自由を求めて 「異質」からの脱出編

 タイトルほど、そんな大げさな話じゃない。何か少し、吹っ切れたり自由を感じたりしただけのこと。
 あれは、仕事の一環でやっていた読書レポート集づくりで、芥川龍之介の『鼻』を読んだときのことだ。
 読んで直ぐに頭に浮かんだことは、映画『Forrest Gump(邦題:フォレスト・ガンプ/一期一会)』と小説『アルジャーノンに花束を』のストーリーだった。それから、幼少期とその後の自身の経験が織り交ざって頭に浮かんできた。
 映画『Forrest Gump』の主人公フォレストと、小説『アルジャーノンに花束を』の主人公チャーリーは、いわゆる知的障害といわれてしまうやつだ。『鼻』の主人公である内供は、このチャーリーを思わせた。周りからの「力」によって自分自身を変え、その結果、不幸になる点が似ている。
 一方でフォレストは、チャーリーや内供と違って、自分を変えることが一切ない。例えば、もっと幸せになろう、自分はああなりたい、とフォレストは考えない。
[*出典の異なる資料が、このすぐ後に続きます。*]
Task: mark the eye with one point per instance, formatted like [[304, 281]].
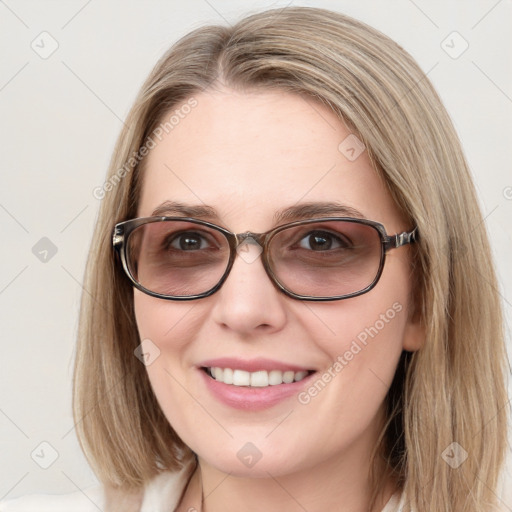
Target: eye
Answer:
[[188, 241], [322, 241]]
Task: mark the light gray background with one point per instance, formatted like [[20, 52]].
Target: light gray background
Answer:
[[59, 120]]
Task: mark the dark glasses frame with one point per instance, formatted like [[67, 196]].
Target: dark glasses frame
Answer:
[[122, 231]]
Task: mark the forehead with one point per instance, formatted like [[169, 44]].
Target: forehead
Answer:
[[250, 154]]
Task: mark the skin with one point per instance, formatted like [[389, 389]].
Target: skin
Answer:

それでも映画では彼が不幸になることはなく(辛そうなシーンはあるが)、フォレスト以外の登場人物の方が不幸に陥り、苦しむ場面が印象に残っている。
 内供もチャーリーも、周りから「異質」というレッテル貼りが行われ、内供は自ら、チャーリーは他人によって、レッテル剥がしにもがいているように思えた。これは私自身も経験があるように思った。幼少期をアメリカで過ごし、その後、日本で生活することになるのだが、来日直後は何かと特別扱いされた。
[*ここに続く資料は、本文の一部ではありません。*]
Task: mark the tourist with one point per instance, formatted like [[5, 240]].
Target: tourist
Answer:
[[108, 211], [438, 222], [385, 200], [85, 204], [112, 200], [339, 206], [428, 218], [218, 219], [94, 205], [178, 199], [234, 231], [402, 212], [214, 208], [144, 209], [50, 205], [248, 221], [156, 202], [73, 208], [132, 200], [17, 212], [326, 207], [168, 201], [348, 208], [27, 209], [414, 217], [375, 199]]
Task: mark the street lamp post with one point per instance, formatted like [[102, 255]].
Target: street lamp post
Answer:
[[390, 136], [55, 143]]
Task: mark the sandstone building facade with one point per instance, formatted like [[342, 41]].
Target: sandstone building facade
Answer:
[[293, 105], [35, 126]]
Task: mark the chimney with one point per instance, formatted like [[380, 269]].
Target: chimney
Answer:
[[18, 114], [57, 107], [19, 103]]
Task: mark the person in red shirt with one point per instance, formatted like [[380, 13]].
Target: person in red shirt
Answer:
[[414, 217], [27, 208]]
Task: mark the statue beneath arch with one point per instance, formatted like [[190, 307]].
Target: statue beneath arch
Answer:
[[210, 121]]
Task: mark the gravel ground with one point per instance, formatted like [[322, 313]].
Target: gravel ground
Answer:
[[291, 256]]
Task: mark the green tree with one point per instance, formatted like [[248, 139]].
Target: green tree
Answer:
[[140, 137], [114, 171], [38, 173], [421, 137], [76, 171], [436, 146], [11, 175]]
 まず、学校へ途中から入ることになったために、クラスの皆の前で紹介される。転校生の自己紹介ってやつだ。ああいうとき、先生からも帰国生であることを特別視されるのが子供心に嫌で、ああいう自己紹介は今でも好きじゃない。どうも嫌な思いをした記憶がある。
 例えば「英語を話してくれ」「朝は何を食べるんだ?」などと質問攻めにあい、素直にそれに応えるように英語で挨拶をしたり、「朝はパスタだった」などと答えたりしたことがあった。すると、「やっぱりアメリカ帰りは違うなぁ!」と「異質レッテル」を貼られていたんだなと思う。
 当時、初めのうちはそれほど嫌に感じることもなく意識もしなかったが、無意識にいつの間にかアメリカの話はしないようになっていた。ところが、中学、高校、大学へと進学するにつれ「異質」レッテルをはっきり意識せざるを得なくなった。それは特に、英語の授業と、友人らとの付き合いの深まりからだった。
 英語の授業や試験で不正解があったり、教師や周りと発音が違って「なぜアメリカ人の真似をするのか」と言われたりすると、ひどく落ち込んだものだった。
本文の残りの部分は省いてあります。